Wednesday, February 2, 2011

Google Art Project

Famous works of art, located all over the world, have just become a lot more accessible. Seventeen of the world’s most prestigious art museums can now be explored by anyone, from almost anywhere in the world, for free.

Google Art Project doesn’t just show photos of paintings and other works of art, it provides a truly interactive experience. It uses Street View technology so not only can users view the artwork, but they can literally navigate through the museum as if they with there--without all the walking, of course! Once users do focus in on a piece an art, they have an advantage over museum visitors. From their computer they are able to zoom in on a work, view other works by the same artist, and even watch related YouTube content. Lastly, like so many new and successful technologies, Google Art Project allows users to customize their experience. Users can choose their favourite pieces and create their own collection. In their collection they are able to add comments, and even share the whole thing with friends and family.

An even more exciting possibility are the pedagogical applications of the project. Art teachers could create collections relevant to their lesson plan and send a copy to all of their students. They could include their notes on the works, allow students to comment and discuss online, and it could be accessed by everyone from home or the library without all the photocopying.

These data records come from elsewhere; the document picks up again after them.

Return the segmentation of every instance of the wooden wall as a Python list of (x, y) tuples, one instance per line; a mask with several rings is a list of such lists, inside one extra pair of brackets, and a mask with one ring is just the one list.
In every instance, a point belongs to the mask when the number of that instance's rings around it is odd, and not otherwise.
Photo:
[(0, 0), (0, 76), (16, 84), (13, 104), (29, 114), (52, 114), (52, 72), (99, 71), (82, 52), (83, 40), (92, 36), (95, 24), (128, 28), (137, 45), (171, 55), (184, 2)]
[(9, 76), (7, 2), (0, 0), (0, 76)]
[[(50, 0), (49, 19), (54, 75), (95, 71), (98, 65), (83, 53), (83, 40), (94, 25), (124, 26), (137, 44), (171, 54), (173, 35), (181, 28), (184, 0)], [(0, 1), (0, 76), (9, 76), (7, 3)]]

I spent some time in Italy this summer and was lucky enough to tour Florence’s Uffizi Gallery in person; however, if you haven’t been to the Uffizi, you can now see a close-up of Carvaggio’s Sacrifice of Isaac. If you haven’t been to Madrid’s Thyssen-Bornemisza like me, you can now view the paint-strokes in Degas’s Swaying Dancer. And if despite living a few hours away you haven’t gotten to Ottawa’s National Gallery of Canada you can even get a close-up of all the figures in Wertinger’s Summer.

On a similar note, Israel’s Holocaust museum in Yad Vashem, recently worked with Google to create an online archive of some of their collection. Much like Google Art Project, this archive has made thousands of photos and documents a lot more accessible. It’s possible that in the future Yad Vashem’s entire museum could be available online in the same way.